La acción de la Iglesia en favor de los DD.HH. originó campañas muy odiosas en su contra de parte de los medios de comunicación alineados con la dictadura (casi todos), las que estaban planeadas desde el aparato oficial de propaganda. A Pinochet le exasperaba que la Iglesia no retrocediera ante la fuerza. En 1979, en un momento difícil de las relaciones con el gobierno, en el que habían arreciado los ataques a la Iglesia, el cardenal fue entrevistado por la revista HOY. Esa vez, dijo:
“Nuestra tarea ha sido representar la vigencia de ciertos principios inderogables; la vigencia de ciertos derechos que nadie puede transgredir, ni tampoco la autoridad, ni en tiempos de paz, ni en tiempos de guerra. No siempre hemos sido oídos, y a veces hemos sido mal interpretados. Hemos tratado de hacerlo con prudencia y caridad”.
“A nosotros no nos toca imponer soluciones: exhortamos, tratamos de persuadir, suplicamos, señalamos el camino que nos parece que es el único que lleva a la felicidad, a la comprensión y la paz en nuestra tierra. Estamos hechos, Dios lo ha querido así, para servir, para sacrificarnos por el bien de los demás. Seguiremos haciéndolo, sin animosidad ni predisposición contra nadie, cualquiera que sea el eco que encontremos”.
La Iglesia dio un ejemplo de humanismo activo y coraje cívico en una época en la que otras instituciones históricas optaron por no crearse problemas con el régimen. Demasiada gente con poder económico prefirió cerrar los ojos ante la barbarie de los aparatos de represión, cuya expresión más estremecedora fue el asesinato de prisioneros (los detenidos desaparecidos).
La lección moral que nos dejó Silva Henríquez es diáfana. Frente a la defensa de los derechos humanos, no caben las actitudes acomodaticias, cuando todo se hace depender de quiénes son las víctimas y quiénes son los victimarios.
La prueba de coherencia en este ámbito es la defensa de los derechos de quienes no piensan como uno, e incluso muy distinto de cómo piensa uno. Defender los derechos de los camaradas o correligionarios, de los creyentes de la misma fe, es lo que se espera. Lo desafiante es defender los derechos de los adversarios, y no buscar coartadas para justificar aquí o allá los atropellos contra la dignidad humana que se cometen en nombre de la patria, Dios o la revolución.

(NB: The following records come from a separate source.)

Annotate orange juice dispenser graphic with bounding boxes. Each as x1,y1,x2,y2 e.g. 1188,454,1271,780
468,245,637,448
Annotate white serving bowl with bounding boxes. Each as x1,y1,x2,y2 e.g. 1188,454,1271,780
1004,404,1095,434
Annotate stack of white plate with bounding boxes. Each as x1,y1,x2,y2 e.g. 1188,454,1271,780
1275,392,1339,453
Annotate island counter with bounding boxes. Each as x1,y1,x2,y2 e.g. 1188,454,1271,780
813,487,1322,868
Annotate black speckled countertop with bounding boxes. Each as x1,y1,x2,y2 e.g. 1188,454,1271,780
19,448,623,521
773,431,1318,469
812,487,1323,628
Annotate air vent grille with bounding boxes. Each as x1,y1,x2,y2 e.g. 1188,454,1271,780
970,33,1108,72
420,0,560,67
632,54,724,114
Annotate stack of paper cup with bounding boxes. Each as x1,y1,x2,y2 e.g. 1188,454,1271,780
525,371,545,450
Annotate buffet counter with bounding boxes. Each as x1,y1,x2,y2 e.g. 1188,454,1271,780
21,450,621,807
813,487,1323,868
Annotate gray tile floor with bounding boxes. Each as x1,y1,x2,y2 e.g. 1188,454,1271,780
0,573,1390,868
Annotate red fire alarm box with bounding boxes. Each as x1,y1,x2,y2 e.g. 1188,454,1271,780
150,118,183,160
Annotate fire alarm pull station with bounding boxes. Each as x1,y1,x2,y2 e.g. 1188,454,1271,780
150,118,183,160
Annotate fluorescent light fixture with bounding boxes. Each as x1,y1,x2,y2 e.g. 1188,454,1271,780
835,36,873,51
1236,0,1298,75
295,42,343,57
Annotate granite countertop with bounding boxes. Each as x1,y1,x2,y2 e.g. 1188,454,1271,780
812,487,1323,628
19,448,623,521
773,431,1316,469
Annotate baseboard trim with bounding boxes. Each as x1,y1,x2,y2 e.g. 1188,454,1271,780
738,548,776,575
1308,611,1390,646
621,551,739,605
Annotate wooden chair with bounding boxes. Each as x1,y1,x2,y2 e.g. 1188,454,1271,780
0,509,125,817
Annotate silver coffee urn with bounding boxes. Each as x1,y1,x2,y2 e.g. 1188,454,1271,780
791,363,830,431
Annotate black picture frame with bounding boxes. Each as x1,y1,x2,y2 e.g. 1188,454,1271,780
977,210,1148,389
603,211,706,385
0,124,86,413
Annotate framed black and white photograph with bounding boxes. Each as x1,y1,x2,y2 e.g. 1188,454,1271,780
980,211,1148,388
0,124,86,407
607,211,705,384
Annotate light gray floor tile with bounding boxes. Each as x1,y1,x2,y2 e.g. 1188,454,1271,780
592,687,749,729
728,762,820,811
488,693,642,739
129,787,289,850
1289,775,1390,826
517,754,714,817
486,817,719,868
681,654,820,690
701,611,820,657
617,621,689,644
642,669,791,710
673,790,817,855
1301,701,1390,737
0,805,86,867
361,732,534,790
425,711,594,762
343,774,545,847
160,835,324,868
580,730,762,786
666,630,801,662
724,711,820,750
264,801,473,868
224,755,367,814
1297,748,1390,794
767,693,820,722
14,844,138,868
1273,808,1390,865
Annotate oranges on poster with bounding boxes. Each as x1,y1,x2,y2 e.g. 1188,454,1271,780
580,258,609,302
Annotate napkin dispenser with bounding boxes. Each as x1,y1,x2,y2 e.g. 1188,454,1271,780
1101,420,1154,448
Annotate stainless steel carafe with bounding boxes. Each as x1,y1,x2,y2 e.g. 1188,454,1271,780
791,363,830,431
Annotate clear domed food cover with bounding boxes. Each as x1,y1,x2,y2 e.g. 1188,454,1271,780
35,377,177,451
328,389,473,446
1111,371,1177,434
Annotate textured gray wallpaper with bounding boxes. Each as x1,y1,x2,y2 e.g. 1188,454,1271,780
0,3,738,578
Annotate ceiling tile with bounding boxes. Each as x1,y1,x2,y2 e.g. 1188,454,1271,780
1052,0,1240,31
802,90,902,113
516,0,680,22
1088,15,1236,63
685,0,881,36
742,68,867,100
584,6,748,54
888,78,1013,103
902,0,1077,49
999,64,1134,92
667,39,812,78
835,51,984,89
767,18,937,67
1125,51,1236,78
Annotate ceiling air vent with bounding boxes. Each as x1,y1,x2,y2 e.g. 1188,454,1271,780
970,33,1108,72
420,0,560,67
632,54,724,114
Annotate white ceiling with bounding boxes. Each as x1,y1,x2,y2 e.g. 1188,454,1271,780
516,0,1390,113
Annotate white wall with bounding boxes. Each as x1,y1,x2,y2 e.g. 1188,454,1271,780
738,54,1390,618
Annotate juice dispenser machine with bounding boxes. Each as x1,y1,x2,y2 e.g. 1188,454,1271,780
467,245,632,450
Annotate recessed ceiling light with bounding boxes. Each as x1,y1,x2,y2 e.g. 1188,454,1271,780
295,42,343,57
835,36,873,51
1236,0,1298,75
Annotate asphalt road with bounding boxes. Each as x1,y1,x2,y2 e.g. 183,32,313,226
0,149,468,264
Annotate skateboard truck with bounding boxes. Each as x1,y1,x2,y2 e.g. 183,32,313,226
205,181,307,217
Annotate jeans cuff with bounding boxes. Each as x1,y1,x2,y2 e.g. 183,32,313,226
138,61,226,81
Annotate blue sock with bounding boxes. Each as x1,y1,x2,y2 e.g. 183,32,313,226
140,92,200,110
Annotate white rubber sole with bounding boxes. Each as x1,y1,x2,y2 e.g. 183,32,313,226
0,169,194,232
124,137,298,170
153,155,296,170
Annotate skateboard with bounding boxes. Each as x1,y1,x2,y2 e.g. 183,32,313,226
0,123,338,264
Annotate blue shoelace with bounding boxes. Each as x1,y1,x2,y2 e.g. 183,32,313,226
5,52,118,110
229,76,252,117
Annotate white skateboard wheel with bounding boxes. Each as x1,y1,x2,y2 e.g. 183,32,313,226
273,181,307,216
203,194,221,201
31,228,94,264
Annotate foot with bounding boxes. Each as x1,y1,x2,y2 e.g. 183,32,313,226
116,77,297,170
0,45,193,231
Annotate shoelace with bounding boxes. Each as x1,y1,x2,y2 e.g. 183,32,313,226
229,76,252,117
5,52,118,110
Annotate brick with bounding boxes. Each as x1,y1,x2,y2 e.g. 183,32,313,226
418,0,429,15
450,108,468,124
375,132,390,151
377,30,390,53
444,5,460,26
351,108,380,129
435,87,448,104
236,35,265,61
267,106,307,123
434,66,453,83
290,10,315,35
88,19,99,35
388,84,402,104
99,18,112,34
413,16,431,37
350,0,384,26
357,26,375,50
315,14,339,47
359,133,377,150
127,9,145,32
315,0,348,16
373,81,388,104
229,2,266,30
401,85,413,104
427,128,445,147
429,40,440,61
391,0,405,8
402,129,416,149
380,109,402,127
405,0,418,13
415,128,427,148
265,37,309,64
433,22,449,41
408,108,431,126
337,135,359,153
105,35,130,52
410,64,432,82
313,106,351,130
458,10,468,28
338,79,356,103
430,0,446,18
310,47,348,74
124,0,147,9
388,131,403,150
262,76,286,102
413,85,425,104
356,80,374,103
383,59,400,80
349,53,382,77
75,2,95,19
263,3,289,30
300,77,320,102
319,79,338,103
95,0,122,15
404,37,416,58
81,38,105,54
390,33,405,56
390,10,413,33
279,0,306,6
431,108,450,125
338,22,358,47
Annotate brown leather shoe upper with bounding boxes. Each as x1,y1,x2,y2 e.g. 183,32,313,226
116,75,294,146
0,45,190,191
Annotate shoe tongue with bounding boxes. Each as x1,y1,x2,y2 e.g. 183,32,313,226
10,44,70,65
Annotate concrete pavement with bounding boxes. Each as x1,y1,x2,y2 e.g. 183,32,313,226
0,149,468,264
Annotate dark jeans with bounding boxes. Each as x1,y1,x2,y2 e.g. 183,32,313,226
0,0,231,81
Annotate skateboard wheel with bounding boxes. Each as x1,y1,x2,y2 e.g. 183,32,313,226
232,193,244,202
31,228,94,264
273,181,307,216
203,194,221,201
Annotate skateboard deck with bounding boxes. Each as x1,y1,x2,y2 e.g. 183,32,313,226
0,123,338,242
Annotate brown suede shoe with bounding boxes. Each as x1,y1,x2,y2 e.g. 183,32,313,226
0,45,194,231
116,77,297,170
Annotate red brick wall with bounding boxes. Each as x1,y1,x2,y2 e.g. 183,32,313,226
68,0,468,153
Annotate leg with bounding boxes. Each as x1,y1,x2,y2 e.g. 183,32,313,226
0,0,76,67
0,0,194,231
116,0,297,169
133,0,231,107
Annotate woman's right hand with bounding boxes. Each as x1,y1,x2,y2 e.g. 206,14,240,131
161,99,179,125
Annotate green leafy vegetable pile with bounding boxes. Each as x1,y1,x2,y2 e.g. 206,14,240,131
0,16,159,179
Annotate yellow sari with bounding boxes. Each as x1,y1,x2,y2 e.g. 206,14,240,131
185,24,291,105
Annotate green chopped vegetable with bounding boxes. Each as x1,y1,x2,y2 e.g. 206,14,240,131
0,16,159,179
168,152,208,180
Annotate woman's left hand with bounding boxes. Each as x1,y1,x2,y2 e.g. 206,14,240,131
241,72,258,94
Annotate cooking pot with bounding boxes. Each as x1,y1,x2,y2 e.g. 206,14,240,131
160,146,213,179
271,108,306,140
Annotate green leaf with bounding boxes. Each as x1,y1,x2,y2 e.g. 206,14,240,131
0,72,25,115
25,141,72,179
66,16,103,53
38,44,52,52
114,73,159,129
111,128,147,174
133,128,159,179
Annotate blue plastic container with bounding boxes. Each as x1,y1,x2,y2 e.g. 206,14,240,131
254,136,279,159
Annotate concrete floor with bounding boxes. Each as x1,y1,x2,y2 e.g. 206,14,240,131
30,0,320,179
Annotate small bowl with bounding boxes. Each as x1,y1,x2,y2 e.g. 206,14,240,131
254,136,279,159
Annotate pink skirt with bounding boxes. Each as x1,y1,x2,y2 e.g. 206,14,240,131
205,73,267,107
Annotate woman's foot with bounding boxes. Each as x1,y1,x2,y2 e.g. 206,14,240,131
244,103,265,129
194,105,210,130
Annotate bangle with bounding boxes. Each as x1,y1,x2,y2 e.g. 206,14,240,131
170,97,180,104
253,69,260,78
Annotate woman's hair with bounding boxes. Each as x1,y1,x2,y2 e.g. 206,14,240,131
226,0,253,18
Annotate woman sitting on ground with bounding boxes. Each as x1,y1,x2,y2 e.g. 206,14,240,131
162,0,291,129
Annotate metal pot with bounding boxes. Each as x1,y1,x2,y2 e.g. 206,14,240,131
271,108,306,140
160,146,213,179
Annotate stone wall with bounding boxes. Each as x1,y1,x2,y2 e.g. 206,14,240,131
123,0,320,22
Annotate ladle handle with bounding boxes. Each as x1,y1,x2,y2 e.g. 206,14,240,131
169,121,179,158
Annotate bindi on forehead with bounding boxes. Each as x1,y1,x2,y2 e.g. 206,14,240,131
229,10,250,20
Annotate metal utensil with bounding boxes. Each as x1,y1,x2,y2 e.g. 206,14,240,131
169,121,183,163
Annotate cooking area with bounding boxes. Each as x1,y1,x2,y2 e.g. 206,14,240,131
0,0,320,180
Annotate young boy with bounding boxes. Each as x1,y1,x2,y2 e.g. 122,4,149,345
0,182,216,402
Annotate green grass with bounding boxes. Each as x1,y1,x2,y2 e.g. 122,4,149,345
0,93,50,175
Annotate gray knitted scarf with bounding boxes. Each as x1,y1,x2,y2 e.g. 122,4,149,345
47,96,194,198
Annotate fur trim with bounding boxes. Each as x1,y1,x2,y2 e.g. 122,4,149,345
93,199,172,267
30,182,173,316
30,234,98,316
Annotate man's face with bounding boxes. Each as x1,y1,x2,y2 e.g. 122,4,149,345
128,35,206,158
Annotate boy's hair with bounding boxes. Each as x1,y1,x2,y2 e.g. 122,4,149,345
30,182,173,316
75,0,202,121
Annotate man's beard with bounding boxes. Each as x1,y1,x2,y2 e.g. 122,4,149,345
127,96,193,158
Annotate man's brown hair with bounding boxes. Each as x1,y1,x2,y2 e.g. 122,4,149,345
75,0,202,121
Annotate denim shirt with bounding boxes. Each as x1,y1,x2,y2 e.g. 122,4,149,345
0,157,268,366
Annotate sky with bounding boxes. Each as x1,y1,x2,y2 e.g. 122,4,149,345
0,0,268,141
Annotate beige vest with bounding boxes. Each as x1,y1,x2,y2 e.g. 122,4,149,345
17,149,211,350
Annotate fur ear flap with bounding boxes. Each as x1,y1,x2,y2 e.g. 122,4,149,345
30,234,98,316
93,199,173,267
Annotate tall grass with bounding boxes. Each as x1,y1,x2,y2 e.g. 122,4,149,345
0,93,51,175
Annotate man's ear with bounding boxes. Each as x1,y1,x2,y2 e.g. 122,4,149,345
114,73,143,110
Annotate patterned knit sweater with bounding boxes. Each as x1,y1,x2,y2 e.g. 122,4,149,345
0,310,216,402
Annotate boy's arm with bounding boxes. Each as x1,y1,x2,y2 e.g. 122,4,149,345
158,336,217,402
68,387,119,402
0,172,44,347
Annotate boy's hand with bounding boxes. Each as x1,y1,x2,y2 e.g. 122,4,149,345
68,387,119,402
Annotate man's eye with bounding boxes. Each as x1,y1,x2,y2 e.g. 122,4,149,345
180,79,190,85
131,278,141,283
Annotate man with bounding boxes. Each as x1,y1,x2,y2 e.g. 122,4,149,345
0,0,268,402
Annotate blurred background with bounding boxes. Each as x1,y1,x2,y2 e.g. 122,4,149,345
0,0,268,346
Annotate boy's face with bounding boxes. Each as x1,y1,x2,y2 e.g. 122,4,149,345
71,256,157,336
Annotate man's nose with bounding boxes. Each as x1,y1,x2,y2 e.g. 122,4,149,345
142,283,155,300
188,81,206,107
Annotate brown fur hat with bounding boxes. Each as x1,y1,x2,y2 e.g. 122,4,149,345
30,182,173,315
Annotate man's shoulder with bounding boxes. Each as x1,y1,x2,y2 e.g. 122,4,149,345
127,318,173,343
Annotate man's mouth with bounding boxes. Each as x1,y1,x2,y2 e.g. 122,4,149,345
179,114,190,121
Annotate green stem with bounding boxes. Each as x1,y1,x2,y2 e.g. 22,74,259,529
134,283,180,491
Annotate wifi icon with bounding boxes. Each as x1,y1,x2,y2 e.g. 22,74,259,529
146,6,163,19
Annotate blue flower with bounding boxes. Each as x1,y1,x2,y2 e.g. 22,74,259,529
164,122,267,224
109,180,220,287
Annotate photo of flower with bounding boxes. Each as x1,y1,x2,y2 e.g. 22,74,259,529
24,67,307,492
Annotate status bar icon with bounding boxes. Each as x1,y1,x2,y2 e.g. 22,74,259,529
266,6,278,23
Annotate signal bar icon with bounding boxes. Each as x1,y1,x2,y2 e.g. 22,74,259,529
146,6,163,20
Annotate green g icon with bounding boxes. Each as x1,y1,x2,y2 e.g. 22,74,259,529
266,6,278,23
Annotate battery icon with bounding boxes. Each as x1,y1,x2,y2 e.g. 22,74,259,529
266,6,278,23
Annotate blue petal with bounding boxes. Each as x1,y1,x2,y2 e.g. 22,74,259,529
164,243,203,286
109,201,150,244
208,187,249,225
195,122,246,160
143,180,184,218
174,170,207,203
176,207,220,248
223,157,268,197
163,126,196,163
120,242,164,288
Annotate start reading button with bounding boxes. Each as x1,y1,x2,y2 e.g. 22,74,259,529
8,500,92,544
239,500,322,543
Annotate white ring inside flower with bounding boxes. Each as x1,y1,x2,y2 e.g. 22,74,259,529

La historia muestra que no pocas causas nobles han sido desvirtuadas y desnaturalizadas. No podemos aceptarlo en el caso de los derechos humanos. No se los puede defender honestamente, y a la vez alentar el vandalismo. No se los puede levantar como consigna y, al mismo tiempo, fomentar la violencia como método político. La posibilidad de asegurar su plena vigencia es la democracia.
Después de tantos avatares, y necesitados como estamos de aprender de nuestros errores, no hay duda de que el cardenal Silva Henríquez nos sigue acompañando.